Acalorados todos

Cualquier gesto en una persona. La sonrisa de un amigo, una palabra, un día de frío, un día de calor. A veces todas esas cosas nos hacen sentir. Y nos sumergen en un ciclo que nos hace ganar las ganas de vivir. Recordar que no somos nada por lo que seremos. Que también nos identifica un recuerdo. No sé, el calor asfixiante. Las ganas de frío.
Y muchas veces me acuerdo de todos los días acalorados de mi vida. Todas esas noches sin dormir que siempre han coincidido con el final de un curso. Casi siempre todo relacionado con buenas noticias. Otras veces metido en un hospital; las cosas de la vida.

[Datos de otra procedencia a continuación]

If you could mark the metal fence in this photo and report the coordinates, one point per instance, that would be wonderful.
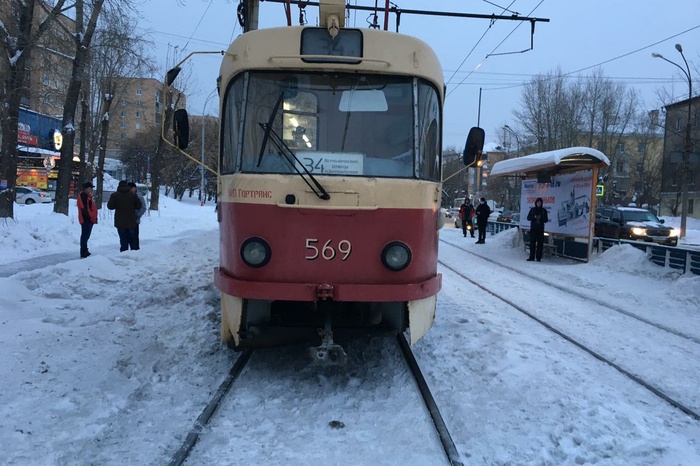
(678, 258)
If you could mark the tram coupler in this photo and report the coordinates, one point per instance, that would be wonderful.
(328, 353)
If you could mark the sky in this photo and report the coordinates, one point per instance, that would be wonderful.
(581, 36)
(109, 360)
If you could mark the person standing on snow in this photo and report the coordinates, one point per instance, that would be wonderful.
(139, 212)
(124, 203)
(537, 218)
(482, 218)
(466, 213)
(87, 216)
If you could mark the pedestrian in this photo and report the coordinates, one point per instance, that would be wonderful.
(87, 216)
(537, 218)
(139, 212)
(482, 218)
(124, 203)
(466, 213)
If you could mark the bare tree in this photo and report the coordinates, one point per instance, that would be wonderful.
(551, 111)
(20, 33)
(83, 37)
(610, 111)
(117, 52)
(647, 162)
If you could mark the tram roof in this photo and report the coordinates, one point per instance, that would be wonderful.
(555, 161)
(384, 52)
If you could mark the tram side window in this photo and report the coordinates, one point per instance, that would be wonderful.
(231, 122)
(429, 124)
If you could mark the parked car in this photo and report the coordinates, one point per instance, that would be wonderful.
(28, 195)
(634, 224)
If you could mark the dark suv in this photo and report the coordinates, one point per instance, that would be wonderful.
(633, 224)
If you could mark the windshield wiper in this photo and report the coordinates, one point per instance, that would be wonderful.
(288, 155)
(268, 127)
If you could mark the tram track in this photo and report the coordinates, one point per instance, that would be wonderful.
(600, 302)
(693, 413)
(182, 455)
(191, 439)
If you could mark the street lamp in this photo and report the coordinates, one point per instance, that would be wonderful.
(515, 191)
(686, 152)
(202, 196)
(517, 139)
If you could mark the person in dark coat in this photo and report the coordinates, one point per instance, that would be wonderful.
(87, 216)
(466, 212)
(125, 203)
(139, 213)
(537, 218)
(482, 218)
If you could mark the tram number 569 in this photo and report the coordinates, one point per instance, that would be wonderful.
(328, 251)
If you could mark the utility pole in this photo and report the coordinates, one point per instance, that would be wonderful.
(685, 180)
(251, 14)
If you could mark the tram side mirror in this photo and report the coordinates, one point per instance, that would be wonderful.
(474, 146)
(181, 128)
(290, 88)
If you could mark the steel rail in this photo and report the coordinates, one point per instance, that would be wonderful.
(676, 404)
(191, 439)
(445, 437)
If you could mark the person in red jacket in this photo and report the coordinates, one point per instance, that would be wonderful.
(87, 216)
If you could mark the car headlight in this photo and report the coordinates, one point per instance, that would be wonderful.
(255, 252)
(396, 256)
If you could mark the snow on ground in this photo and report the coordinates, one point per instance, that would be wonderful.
(109, 360)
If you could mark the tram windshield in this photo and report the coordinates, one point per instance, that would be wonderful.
(333, 123)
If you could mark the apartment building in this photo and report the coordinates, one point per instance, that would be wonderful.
(673, 157)
(136, 110)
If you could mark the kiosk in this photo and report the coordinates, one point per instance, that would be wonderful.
(566, 181)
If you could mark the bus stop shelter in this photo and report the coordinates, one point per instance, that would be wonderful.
(566, 180)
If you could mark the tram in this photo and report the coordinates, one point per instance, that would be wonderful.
(329, 182)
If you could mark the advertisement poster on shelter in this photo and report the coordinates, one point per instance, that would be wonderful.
(566, 197)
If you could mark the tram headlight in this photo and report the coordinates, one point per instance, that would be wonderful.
(396, 256)
(255, 252)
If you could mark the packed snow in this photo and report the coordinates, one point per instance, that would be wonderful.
(109, 360)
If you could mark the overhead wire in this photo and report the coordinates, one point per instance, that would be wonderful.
(198, 24)
(571, 73)
(492, 51)
(474, 47)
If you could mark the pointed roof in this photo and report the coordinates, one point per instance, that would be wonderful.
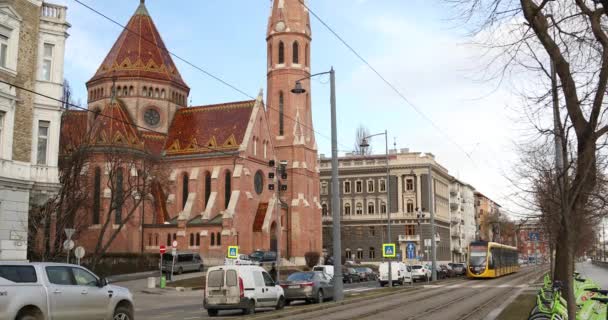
(113, 127)
(209, 129)
(139, 51)
(289, 16)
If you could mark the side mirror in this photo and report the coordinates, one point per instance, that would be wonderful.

Y siempre intentamos acordarnos de lo bueno. Como si eso fuera a volver. Como si necesitáramos que volviera. Siempre que nos acaloramos y nos acordamos, revivimos aquellos momentos en los que nos refrescamos. Del mismo modo que siempre que estamos tristes nos acordamos de aquella vez que estuvimos tristes.
Recordamos el cubo de agua fría. Los castillos de arena en la orilla de la playa. Vivimos imágenes de esos castillos destruidos y nosotros sofocando la derrota con un primer hilillo de agua fría mientras metemos los pies en el agua, mientas observamos cómo se hunden imitando unas arenas movedizas. Nos sentimos acalorados y recordamos como nos pusimos bajo la salida de aquel aire acondicionado, el día que nos tocó acompañar a alguien a hacer una compra necesaria en un centro comercial. Por supuesto aquel día hacía calor. Más de treinta grados seguro.
Te acuerdas de aquella pequeña pompa de jabón. Acalorado recuerdas un verano que esperaste. Y ella que sufría y tú con ella. Y recuerdas que en esos días de calor algo cambió tu vida. Nació una esperanza en un mundo sofocante. Un infierno que no estaba al final bajo la tierra. Cuando creías que no había encima de la tierra nada. Y aprendiste a convivir con un miedo que sentirías el resto de tu vida. De su vida. Y acogiste a la criatura entre tus brazos. Era frágil y pequeña.Y de noche. Acalorados todavía, recordamos aquella noche de verano, un día antes de su partida. Habíais estado quedando durante todo el verano. Por las mañanas ibais a la playa y por la noche a tomar un refresco. A dar un paseo. A daros un beso, en la oscuridad, en el recoveco de un pequeño puerto, del paseo marítimo o algún otro sitio común. Más adelante, otra noche de calor perderíais la virginidad en la playa. El agua resbaladiza por vuestras pieles tonificadas y morenas, el olor a bronceado y los bikinis ajustados habían provocado todas esas cosas. Y te acuerdas mientras te pasas un cubito de hielo por el cuello. Te acuerdas acalorado, en un día en el que ya tienes una responsabilidad. Yo que sé, pagar una hipoteca.
Y otra vez de vuelta a la playa. Hace calor y la pequeña pompa de jabón no para de llorar. Pero tú estás ahí recordándolo todo otra vez.
No sé. La vida tiene estas cosas. Estos pequeños milagros. No sabemos que nos deparará el calor. Cuando podremos sofocarlo. Cuando tendremos la oportunidad de hacer que llueva. De sentir la lluvia otra vez. De refrescarnos y reflexionar con cada gota. Como en Macondo.
Siempre quedará el calor y el sudor. Este delirio universal que hierbe los cuerpos. Que los hace inflamables. Que provoca guerra y vida. Siempre habrá un tiempo necesario para sentirse acalorado.